Given that the concentration of NH3 is 0.070 M, we can assume that the concentration of OH- is also 0.070 M.
Next, we need to calculate the concentration of OH- resulting from the dissociation of NH4Cl.
NH4Cl (ammonium chloride) ionizes according to the equation NH4Cl(s) ⇌ NH4+(aq) + Cl-(aq).

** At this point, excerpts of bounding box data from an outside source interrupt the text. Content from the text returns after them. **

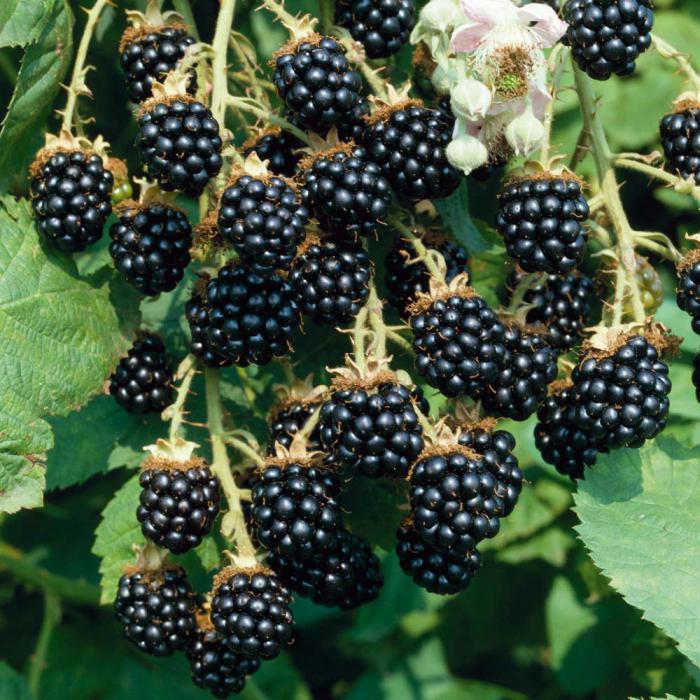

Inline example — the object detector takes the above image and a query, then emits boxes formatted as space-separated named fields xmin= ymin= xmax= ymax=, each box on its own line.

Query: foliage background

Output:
xmin=0 ymin=0 xmax=700 ymax=700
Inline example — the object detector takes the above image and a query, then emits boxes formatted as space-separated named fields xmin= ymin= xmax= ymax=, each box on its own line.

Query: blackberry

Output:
xmin=396 ymin=520 xmax=481 ymax=595
xmin=319 ymin=375 xmax=428 ymax=477
xmin=272 ymin=36 xmax=362 ymax=131
xmin=676 ymin=249 xmax=700 ymax=334
xmin=301 ymin=143 xmax=391 ymax=238
xmin=535 ymin=386 xmax=607 ymax=480
xmin=384 ymin=235 xmax=469 ymax=317
xmin=572 ymin=335 xmax=671 ymax=449
xmin=136 ymin=95 xmax=222 ymax=197
xmin=217 ymin=175 xmax=309 ymax=272
xmin=479 ymin=326 xmax=558 ymax=420
xmin=268 ymin=530 xmax=383 ymax=610
xmin=409 ymin=445 xmax=503 ymax=554
xmin=187 ymin=625 xmax=260 ymax=698
xmin=119 ymin=25 xmax=197 ymax=103
xmin=287 ymin=239 xmax=372 ymax=326
xmin=363 ymin=101 xmax=461 ymax=201
xmin=243 ymin=128 xmax=304 ymax=177
xmin=136 ymin=459 xmax=220 ymax=554
xmin=187 ymin=264 xmax=299 ymax=367
xmin=211 ymin=567 xmax=293 ymax=659
xmin=114 ymin=567 xmax=196 ymax=656
xmin=506 ymin=272 xmax=594 ymax=350
xmin=109 ymin=333 xmax=173 ymax=413
xmin=410 ymin=290 xmax=506 ymax=398
xmin=660 ymin=103 xmax=700 ymax=185
xmin=496 ymin=176 xmax=588 ymax=275
xmin=562 ymin=0 xmax=654 ymax=80
xmin=30 ymin=149 xmax=114 ymax=253
xmin=335 ymin=0 xmax=416 ymax=58
xmin=251 ymin=461 xmax=343 ymax=559
xmin=109 ymin=202 xmax=192 ymax=296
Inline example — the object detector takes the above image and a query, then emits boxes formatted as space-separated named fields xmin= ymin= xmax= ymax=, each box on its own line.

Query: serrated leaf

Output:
xmin=575 ymin=437 xmax=700 ymax=665
xmin=92 ymin=474 xmax=145 ymax=604
xmin=0 ymin=198 xmax=137 ymax=513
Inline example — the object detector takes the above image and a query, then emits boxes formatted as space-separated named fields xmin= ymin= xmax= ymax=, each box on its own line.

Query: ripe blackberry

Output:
xmin=217 ymin=175 xmax=309 ymax=272
xmin=396 ymin=519 xmax=481 ymax=595
xmin=268 ymin=530 xmax=383 ymax=610
xmin=676 ymin=249 xmax=700 ymax=334
xmin=114 ymin=567 xmax=196 ymax=656
xmin=287 ymin=239 xmax=372 ymax=326
xmin=187 ymin=264 xmax=299 ymax=367
xmin=409 ymin=445 xmax=503 ymax=554
xmin=335 ymin=0 xmax=416 ymax=58
xmin=535 ymin=386 xmax=607 ymax=480
xmin=109 ymin=202 xmax=192 ymax=296
xmin=243 ymin=128 xmax=304 ymax=177
xmin=562 ymin=0 xmax=654 ymax=80
xmin=109 ymin=333 xmax=173 ymax=413
xmin=506 ymin=272 xmax=594 ymax=350
xmin=272 ymin=35 xmax=362 ymax=131
xmin=301 ymin=143 xmax=391 ymax=238
xmin=30 ymin=149 xmax=114 ymax=253
xmin=211 ymin=567 xmax=293 ymax=659
xmin=187 ymin=624 xmax=260 ymax=698
xmin=410 ymin=290 xmax=506 ymax=398
xmin=136 ymin=458 xmax=220 ymax=554
xmin=384 ymin=236 xmax=469 ymax=317
xmin=496 ymin=175 xmax=588 ymax=275
xmin=137 ymin=95 xmax=222 ymax=197
xmin=479 ymin=326 xmax=558 ymax=420
xmin=119 ymin=25 xmax=197 ymax=103
xmin=572 ymin=335 xmax=671 ymax=449
xmin=660 ymin=103 xmax=700 ymax=185
xmin=363 ymin=101 xmax=461 ymax=201
xmin=319 ymin=375 xmax=428 ymax=477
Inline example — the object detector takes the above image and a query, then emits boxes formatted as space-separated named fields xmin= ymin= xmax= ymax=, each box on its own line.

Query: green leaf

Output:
xmin=92 ymin=474 xmax=145 ymax=604
xmin=0 ymin=198 xmax=137 ymax=513
xmin=575 ymin=438 xmax=700 ymax=665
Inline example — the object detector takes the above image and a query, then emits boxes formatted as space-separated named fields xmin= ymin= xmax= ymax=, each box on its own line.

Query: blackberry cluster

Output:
xmin=335 ymin=0 xmax=415 ymax=58
xmin=109 ymin=202 xmax=192 ymax=296
xmin=217 ymin=175 xmax=309 ymax=272
xmin=660 ymin=105 xmax=700 ymax=185
xmin=562 ymin=0 xmax=654 ymax=80
xmin=211 ymin=569 xmax=293 ymax=659
xmin=137 ymin=96 xmax=222 ymax=197
xmin=410 ymin=294 xmax=506 ymax=397
xmin=136 ymin=460 xmax=220 ymax=554
xmin=535 ymin=387 xmax=607 ymax=480
xmin=572 ymin=335 xmax=671 ymax=449
xmin=396 ymin=519 xmax=481 ymax=595
xmin=479 ymin=326 xmax=557 ymax=420
xmin=114 ymin=568 xmax=197 ymax=656
xmin=496 ymin=176 xmax=588 ymax=275
xmin=319 ymin=382 xmax=428 ymax=477
xmin=301 ymin=144 xmax=391 ymax=238
xmin=272 ymin=37 xmax=362 ymax=132
xmin=363 ymin=103 xmax=461 ymax=202
xmin=506 ymin=272 xmax=594 ymax=350
xmin=287 ymin=239 xmax=372 ymax=326
xmin=251 ymin=462 xmax=343 ymax=560
xmin=268 ymin=530 xmax=383 ymax=610
xmin=31 ymin=150 xmax=114 ymax=253
xmin=109 ymin=333 xmax=173 ymax=413
xmin=676 ymin=255 xmax=700 ymax=335
xmin=187 ymin=628 xmax=260 ymax=698
xmin=384 ymin=238 xmax=469 ymax=316
xmin=119 ymin=26 xmax=197 ymax=103
xmin=187 ymin=264 xmax=300 ymax=367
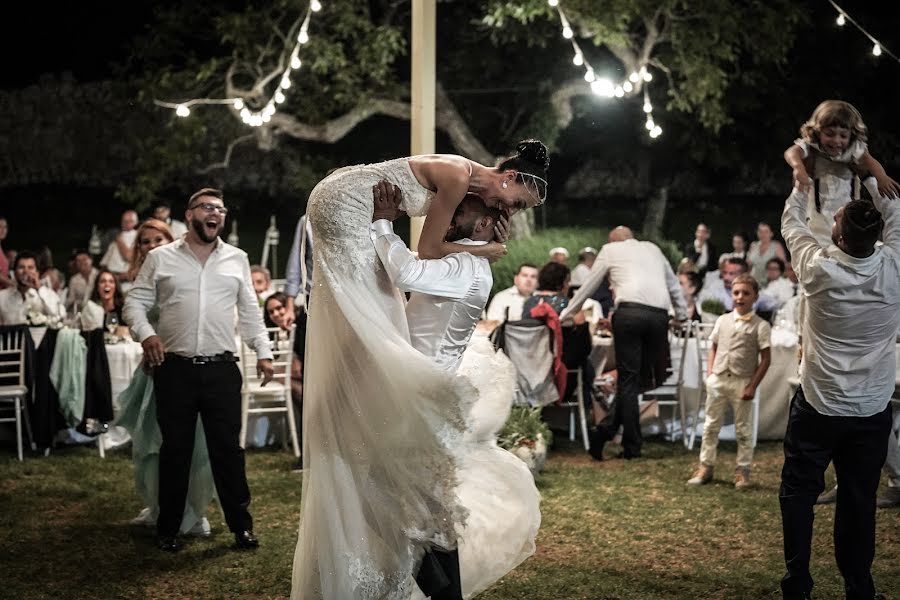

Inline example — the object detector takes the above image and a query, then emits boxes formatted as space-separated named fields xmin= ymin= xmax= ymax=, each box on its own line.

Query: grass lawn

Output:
xmin=0 ymin=436 xmax=900 ymax=600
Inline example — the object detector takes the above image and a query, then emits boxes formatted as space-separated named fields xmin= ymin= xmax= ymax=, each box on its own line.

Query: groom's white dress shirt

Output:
xmin=371 ymin=219 xmax=494 ymax=371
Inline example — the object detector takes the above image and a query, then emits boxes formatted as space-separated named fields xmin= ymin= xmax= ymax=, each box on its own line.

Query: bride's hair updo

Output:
xmin=497 ymin=140 xmax=550 ymax=179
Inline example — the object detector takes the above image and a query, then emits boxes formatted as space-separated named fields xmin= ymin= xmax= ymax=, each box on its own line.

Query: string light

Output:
xmin=547 ymin=0 xmax=662 ymax=138
xmin=828 ymin=0 xmax=900 ymax=63
xmin=156 ymin=0 xmax=324 ymax=127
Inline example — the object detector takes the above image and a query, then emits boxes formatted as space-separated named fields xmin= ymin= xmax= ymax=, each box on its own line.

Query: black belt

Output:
xmin=166 ymin=352 xmax=240 ymax=365
xmin=616 ymin=302 xmax=669 ymax=315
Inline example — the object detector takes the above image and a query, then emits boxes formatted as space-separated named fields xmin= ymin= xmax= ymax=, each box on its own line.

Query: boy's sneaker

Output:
xmin=688 ymin=465 xmax=713 ymax=485
xmin=734 ymin=467 xmax=752 ymax=490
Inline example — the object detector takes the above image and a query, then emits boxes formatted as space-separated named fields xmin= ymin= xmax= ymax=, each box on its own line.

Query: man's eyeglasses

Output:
xmin=191 ymin=202 xmax=228 ymax=217
xmin=519 ymin=173 xmax=548 ymax=206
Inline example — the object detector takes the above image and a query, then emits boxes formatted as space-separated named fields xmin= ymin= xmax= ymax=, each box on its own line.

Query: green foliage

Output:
xmin=497 ymin=406 xmax=553 ymax=450
xmin=700 ymin=298 xmax=725 ymax=316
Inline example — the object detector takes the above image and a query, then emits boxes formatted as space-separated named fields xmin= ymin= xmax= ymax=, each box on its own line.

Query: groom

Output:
xmin=370 ymin=181 xmax=508 ymax=600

Since ammonium chloride is soluble, it will completely dissociate in water, yielding NH4+ and Cl- ions in equal concentrations.
Given that the concentration of NH4Cl is 0.035 M, the concentration of NH4+ and Cl- is also 0.035 M.
Therefore, the concentration of OH- due to the dissociation of NH4Cl is zero since there are no OH- ions produced.
Now, we can calculate the total concentration of OH- in the solution:
Total OH- concentration = OH- from NH3 + OH- from NH4Cl
Total OH- concentration = 0.070 M + 0 M
Total OH- concentration = 0.070 M
Now, let's calculate the pOH:
pOH = -log10(OH- concentration)
pOH = -log10(0.070)
pOH ≈ 1.15
Finally, we can find the pH using the equation pH = 14 - pOH:
pH = 14 - 1.15
pH ≈ 12.85
Therefore, the pH of the solution is approximately 12.85.